If the high voltage ground is kept isolated from the rest of the circuits, then we should have no problem using the voltage drop across the first battery OR any one battery for that matter in the battery pack?

This isn’t normally suggested, for a couple of good reasons:

1. it disproportionally drains one battery more than the others in the pack, leading to a mis-balanced pack. Depending on your car’s 12v load you could end up with one battery in the overall pack getting vastly out of sync with the others.

2. safety: typically the high voltage pack isn’t tied to ANY of the car’s electrical (not even ground) so as to keep it isolated. Let’s say you tap off the first battery in a 144vdc system. Now your car’s “ground” is part of the pack, so if you (or a wrench or a frayed wire) touched ground and somewhere along the pack you’ll be exposed to up to 122vdc and all of the current the pack can provide: quite a bit!

A DC-DC converter isn’t all that expensive and it will turn the high voltage into an isolated 12vdc which can feed the rest of the car’s electrical system and charge a small accessory battery. Other than the DC-DC hookup you’ll want to keep the two power systems completely separate and this includes NOT hooking the battery pack’s ground to the chassis of the car.

Comments 2
  1. — Greg Coleman    Apr 10, 2007 00:51 AM    #

    Using the original battery for the “car needs” was the best bet. I put a small 12 volt charger in just to charge the single battery. Also your pack will go down long before the “car needs” battery will. Both chargers can run at the same time.

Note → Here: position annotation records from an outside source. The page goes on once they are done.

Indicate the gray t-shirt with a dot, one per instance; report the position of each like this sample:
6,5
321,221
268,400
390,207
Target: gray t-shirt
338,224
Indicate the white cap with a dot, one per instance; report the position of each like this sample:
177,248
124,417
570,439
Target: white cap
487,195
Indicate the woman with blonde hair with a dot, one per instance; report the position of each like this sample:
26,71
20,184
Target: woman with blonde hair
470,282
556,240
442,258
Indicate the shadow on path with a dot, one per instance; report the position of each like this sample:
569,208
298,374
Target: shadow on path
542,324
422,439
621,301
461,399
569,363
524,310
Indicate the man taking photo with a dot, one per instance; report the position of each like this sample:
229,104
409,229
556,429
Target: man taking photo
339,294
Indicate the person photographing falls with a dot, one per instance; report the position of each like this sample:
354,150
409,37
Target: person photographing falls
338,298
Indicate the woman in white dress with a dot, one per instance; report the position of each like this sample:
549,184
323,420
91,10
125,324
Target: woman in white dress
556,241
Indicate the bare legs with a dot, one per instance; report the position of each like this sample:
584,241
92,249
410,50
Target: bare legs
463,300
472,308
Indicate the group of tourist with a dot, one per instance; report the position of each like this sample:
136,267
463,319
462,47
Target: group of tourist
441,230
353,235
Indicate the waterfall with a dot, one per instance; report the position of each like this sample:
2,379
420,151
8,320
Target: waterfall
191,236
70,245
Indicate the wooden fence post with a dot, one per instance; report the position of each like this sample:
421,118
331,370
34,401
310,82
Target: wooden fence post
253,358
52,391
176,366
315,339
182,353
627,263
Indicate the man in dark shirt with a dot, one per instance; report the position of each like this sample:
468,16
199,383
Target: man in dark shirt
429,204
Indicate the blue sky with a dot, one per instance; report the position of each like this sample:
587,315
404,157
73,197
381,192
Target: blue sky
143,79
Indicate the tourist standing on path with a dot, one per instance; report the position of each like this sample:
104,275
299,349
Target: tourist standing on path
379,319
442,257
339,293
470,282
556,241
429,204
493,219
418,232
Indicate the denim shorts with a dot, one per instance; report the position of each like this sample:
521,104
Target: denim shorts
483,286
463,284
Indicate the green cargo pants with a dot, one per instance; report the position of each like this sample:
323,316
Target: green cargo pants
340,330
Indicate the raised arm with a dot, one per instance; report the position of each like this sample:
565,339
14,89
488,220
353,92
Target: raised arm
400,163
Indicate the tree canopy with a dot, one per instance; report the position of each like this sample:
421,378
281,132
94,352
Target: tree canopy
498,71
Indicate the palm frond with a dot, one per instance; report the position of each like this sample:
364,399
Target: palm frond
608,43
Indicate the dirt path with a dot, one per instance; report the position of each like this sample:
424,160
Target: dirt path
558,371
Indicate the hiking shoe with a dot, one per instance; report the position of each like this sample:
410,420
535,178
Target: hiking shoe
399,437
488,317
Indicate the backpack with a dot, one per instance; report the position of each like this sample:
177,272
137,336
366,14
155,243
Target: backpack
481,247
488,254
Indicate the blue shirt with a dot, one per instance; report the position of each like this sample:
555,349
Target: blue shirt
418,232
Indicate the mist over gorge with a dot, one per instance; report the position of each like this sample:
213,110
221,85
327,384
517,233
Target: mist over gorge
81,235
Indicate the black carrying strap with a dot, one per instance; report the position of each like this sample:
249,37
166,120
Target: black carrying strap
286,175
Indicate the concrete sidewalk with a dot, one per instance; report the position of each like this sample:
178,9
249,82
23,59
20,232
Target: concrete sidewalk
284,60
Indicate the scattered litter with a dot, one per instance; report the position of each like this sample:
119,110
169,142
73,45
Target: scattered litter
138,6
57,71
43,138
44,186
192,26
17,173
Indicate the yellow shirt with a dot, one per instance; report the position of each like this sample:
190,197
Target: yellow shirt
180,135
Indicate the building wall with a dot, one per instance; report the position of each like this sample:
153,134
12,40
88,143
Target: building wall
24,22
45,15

  2. Gavin Shoebridge    Apr 10, 2007 01:53 AM    #

    I like that idea Greg. I might use that when Treddles is running while I save up for a converter.
    I have access to lots of smaller sealed 12V batteries which is handy, and considering that your travel batteries would go down faster than your “car needs” battery, I could afford to use a small, light 12V battery for the “car needs” part.